Sous le pontificat du Pape Alexandre III, l'Empereur Frédéric Barberousse fit élire «l'Antipape» Victor IV. L'Abbé Louis avait pris, comme tous les cisterciens, l'engagement de rester fidèle à Alexandre III. Euvrard de Turey, sur l'ordre de l'Empereur, pourtant lui aussi protecteur de l'Abbaye, ravage et incendie le monastère en 1163.

Après la fin du schisme, Alexandre III, reconnaissant, accorde à Clairefontaine de nombreux privilèges.

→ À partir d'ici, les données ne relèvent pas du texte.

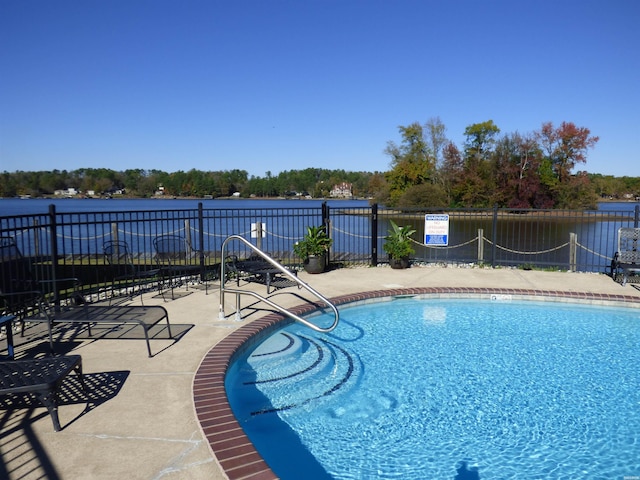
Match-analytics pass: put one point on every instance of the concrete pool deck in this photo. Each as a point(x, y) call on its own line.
point(141, 422)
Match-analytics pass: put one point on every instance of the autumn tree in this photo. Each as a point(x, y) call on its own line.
point(565, 147)
point(411, 163)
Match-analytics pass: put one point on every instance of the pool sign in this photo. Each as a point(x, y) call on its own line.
point(436, 230)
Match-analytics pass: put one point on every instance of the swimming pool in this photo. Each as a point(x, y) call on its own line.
point(439, 388)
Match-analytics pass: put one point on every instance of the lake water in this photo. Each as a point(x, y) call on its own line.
point(17, 206)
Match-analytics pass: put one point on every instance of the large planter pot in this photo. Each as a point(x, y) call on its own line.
point(399, 263)
point(315, 264)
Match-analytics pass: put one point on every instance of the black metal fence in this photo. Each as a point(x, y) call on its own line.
point(71, 244)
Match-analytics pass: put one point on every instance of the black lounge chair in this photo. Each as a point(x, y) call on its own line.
point(258, 270)
point(127, 275)
point(174, 258)
point(25, 297)
point(40, 377)
point(626, 261)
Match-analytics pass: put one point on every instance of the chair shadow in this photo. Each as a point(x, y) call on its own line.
point(20, 447)
point(100, 388)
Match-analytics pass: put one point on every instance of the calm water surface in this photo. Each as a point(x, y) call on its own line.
point(16, 206)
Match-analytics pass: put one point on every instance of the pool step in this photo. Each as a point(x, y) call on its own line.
point(294, 371)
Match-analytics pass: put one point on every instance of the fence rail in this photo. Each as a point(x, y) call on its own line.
point(71, 244)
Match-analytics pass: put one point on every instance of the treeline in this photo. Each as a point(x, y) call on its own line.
point(533, 170)
point(316, 182)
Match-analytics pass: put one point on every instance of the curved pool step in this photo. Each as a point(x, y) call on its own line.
point(297, 370)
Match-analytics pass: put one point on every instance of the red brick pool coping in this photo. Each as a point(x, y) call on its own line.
point(236, 454)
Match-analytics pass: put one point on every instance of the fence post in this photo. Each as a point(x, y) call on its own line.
point(573, 251)
point(374, 235)
point(53, 244)
point(187, 236)
point(326, 221)
point(114, 233)
point(258, 227)
point(201, 240)
point(494, 233)
point(36, 238)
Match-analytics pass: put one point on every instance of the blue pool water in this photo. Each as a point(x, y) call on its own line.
point(448, 389)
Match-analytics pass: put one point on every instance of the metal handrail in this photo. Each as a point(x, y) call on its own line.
point(281, 269)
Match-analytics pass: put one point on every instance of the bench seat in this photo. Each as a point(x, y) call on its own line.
point(41, 377)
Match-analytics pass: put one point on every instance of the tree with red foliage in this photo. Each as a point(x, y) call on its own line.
point(566, 146)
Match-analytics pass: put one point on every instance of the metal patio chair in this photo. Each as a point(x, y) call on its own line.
point(127, 274)
point(626, 261)
point(174, 258)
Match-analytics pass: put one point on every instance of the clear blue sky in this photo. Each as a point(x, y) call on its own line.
point(273, 85)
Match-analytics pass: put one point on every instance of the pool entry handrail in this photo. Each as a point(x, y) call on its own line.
point(281, 270)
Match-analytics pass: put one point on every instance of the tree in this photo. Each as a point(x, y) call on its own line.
point(566, 146)
point(436, 139)
point(411, 163)
point(480, 139)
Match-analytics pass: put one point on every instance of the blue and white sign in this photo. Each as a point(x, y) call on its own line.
point(436, 230)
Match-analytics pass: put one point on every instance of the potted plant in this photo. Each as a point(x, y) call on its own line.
point(398, 245)
point(313, 248)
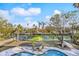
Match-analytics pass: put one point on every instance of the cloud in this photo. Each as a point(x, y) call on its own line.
point(57, 12)
point(24, 12)
point(30, 22)
point(48, 17)
point(4, 13)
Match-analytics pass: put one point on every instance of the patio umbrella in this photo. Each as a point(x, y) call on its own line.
point(37, 38)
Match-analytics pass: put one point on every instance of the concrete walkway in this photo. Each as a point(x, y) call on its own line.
point(5, 41)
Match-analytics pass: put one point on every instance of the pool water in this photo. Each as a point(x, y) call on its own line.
point(53, 53)
point(23, 54)
point(47, 53)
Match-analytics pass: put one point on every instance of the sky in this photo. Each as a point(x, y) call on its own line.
point(32, 13)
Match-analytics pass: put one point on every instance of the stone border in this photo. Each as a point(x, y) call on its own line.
point(15, 50)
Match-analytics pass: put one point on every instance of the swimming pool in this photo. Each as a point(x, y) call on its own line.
point(23, 54)
point(47, 53)
point(53, 53)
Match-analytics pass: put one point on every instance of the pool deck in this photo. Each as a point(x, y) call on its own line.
point(15, 50)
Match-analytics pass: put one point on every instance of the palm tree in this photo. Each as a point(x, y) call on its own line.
point(19, 29)
point(43, 24)
point(76, 5)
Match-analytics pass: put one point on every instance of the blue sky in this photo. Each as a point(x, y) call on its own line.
point(31, 13)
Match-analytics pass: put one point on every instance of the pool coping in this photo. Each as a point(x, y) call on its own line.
point(14, 50)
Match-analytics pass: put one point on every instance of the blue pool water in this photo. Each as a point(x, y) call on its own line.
point(53, 53)
point(23, 54)
point(47, 53)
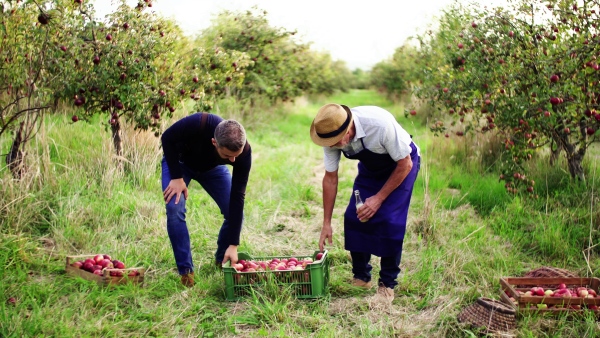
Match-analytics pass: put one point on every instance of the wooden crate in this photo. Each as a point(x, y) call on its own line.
point(515, 287)
point(106, 279)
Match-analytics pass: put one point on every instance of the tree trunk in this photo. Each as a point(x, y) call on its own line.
point(575, 167)
point(15, 159)
point(117, 141)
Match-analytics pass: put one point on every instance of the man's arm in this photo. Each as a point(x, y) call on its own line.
point(373, 203)
point(239, 181)
point(330, 184)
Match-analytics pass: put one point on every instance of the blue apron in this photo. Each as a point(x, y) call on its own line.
point(383, 234)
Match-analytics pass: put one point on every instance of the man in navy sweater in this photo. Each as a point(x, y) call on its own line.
point(198, 147)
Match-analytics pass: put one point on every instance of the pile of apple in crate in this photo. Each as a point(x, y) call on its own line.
point(555, 295)
point(304, 276)
point(103, 269)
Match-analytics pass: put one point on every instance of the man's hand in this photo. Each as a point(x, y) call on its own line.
point(230, 255)
point(175, 188)
point(326, 233)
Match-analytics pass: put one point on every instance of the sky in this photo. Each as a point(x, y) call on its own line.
point(361, 33)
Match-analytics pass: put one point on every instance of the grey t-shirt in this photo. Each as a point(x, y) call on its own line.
point(380, 132)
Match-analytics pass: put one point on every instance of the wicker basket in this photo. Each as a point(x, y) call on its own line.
point(548, 272)
point(490, 314)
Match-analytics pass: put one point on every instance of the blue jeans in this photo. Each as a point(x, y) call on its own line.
point(390, 268)
point(217, 183)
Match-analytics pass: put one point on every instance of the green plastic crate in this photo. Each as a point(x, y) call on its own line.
point(310, 282)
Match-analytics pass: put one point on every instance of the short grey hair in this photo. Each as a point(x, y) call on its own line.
point(231, 135)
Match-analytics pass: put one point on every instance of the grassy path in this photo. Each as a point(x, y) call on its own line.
point(77, 204)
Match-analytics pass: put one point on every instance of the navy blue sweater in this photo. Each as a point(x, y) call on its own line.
point(184, 142)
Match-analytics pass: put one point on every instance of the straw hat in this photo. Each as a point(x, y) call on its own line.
point(331, 124)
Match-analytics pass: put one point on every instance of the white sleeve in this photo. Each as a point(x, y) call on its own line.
point(392, 141)
point(332, 158)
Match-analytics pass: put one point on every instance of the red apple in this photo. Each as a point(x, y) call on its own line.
point(116, 273)
point(118, 264)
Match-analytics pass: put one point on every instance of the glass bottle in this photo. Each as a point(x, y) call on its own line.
point(359, 202)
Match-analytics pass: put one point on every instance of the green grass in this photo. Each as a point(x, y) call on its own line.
point(464, 233)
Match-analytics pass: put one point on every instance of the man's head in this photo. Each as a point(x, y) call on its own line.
point(229, 139)
point(330, 125)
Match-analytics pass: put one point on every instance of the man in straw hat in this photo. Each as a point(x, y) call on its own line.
point(388, 163)
point(198, 147)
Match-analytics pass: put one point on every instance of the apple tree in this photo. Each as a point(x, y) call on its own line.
point(280, 67)
point(28, 32)
point(395, 76)
point(528, 74)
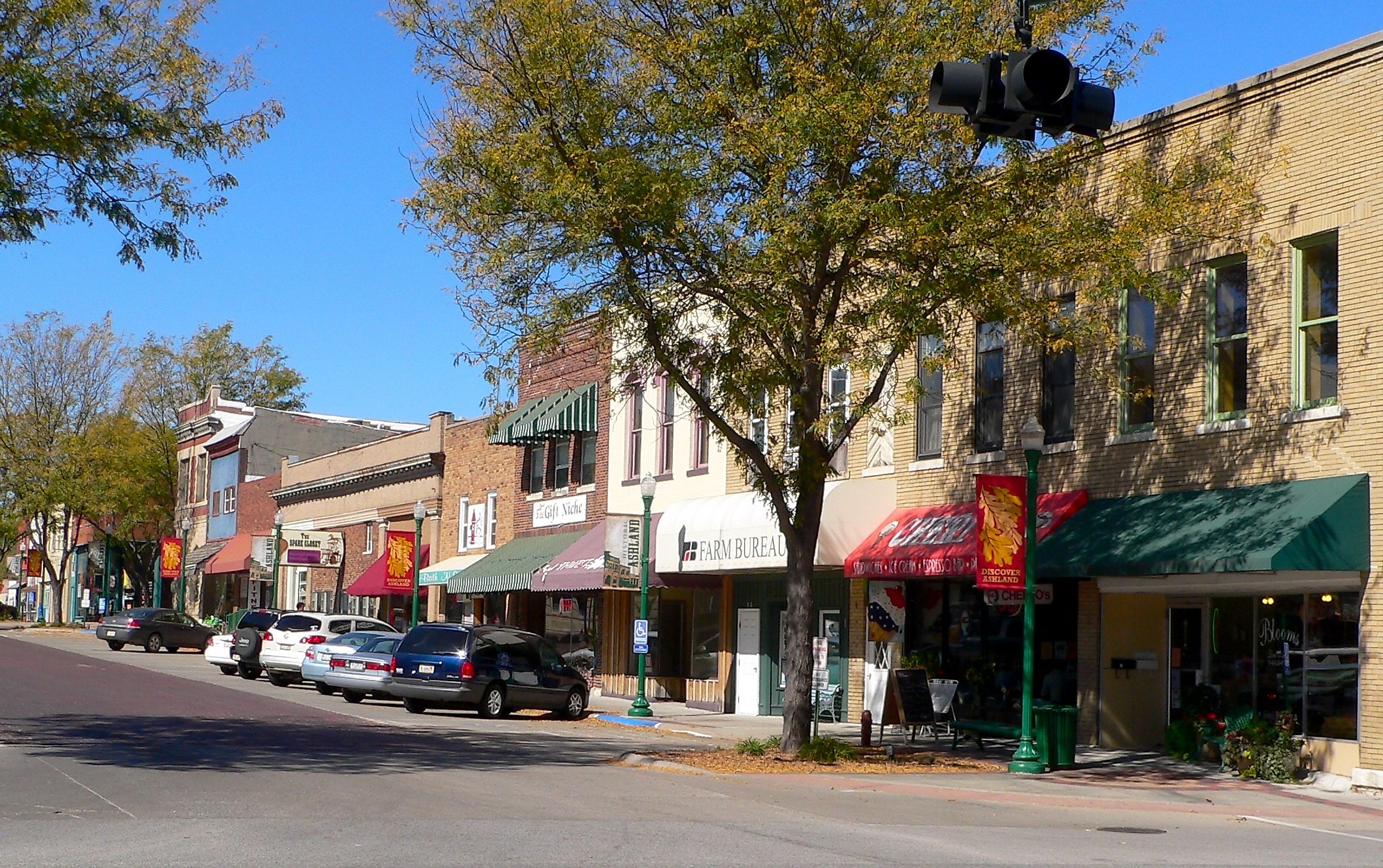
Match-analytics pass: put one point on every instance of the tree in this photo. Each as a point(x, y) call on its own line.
point(750, 192)
point(93, 96)
point(57, 382)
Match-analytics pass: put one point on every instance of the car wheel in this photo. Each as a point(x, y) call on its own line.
point(491, 703)
point(576, 704)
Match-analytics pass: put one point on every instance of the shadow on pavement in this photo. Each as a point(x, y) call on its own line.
point(171, 744)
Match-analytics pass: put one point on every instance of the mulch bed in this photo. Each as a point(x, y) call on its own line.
point(870, 761)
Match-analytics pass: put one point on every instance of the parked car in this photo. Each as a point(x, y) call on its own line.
point(285, 645)
point(154, 629)
point(317, 660)
point(223, 649)
point(367, 672)
point(493, 669)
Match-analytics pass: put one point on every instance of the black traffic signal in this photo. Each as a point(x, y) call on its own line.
point(1040, 90)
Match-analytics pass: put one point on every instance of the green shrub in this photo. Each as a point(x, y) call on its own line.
point(825, 750)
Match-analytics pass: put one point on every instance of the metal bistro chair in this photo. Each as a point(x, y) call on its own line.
point(826, 701)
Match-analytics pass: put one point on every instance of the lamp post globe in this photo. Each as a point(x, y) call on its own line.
point(1027, 761)
point(419, 513)
point(648, 487)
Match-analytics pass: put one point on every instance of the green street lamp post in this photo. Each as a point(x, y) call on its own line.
point(182, 571)
point(648, 485)
point(419, 513)
point(1027, 759)
point(278, 538)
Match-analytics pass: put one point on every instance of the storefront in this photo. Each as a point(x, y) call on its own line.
point(1253, 592)
point(724, 560)
point(924, 611)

A de nombreuses reprises, le monastère fut ravagé et ruiné :

Au cours de la rivalité pour le titre de Comte de Bourgogne entre Etienne II et Othon de Souabe, ce dernier et les seigneurs qui le soutenaient confisquèrent les biens de l'Abbaye et ne les rendirent que sous la menace d'excommunication brandie par le Pape Innocent III en 1207.

Cette situation se retrouva lors de la révolte des barons comtois contre le Roi d France Philippe IV Le Bel ( 1295 - 1303 )

    En 1361, le «Grandes Compagnies» ruinèrent le monastère, massacrèrent l'Abbé et plusieurs moines. En 1427, il est pillé par les «écorcheurs»

    En 1479, les habitants réfugiés dans l'église furent presque tous égorgés par les troupes de Louis XI

Incendié par les soldats de Wolfgang Duc des Deux Ponts en 1569, par les lorrains de Tremblecourt en 1595 et achevé en 1636 au cours de la «guerre de dix ans» par les «suédois» de Bernard de Saxe-Weimar , le monastère resta en ruines... Un seul moine y demeurait en 1644. En 1688, il était encore en ruines..

    Le Roi d'Espagne le donna en commande en 1648. Les abbés qui vont se succéder vont tenter de récupérer les biens usurpés. L'église et le bâtiment conventuels furent relevés de 1737 à 1747. Les moines n'avaient pas les moyens financiers pour effectuer la restauration, les abbés commanditaires gardaient une bonne part des revenus pour eux.

    En 1791, les bâtiments sont vendus comme «  bien national ». Le palais abbatial fut préservé mais l'église servit de carrière.

Jean-François Estienne y établit une verrerie autorisée par un arrêté du Directoire du 28 août 1798 transformée en 1802 en une faïencerie qui comptera jusqu'à 120 ouvriers en 1890 et qui perdura jusqu'en 1932 . Ses produits de faïence fine sont actuellement très recherchés par les collectionneurs.

L'ancien monastère est converti depuis 1938 en annexe de l'hôpital psychiatrique de St Rémy.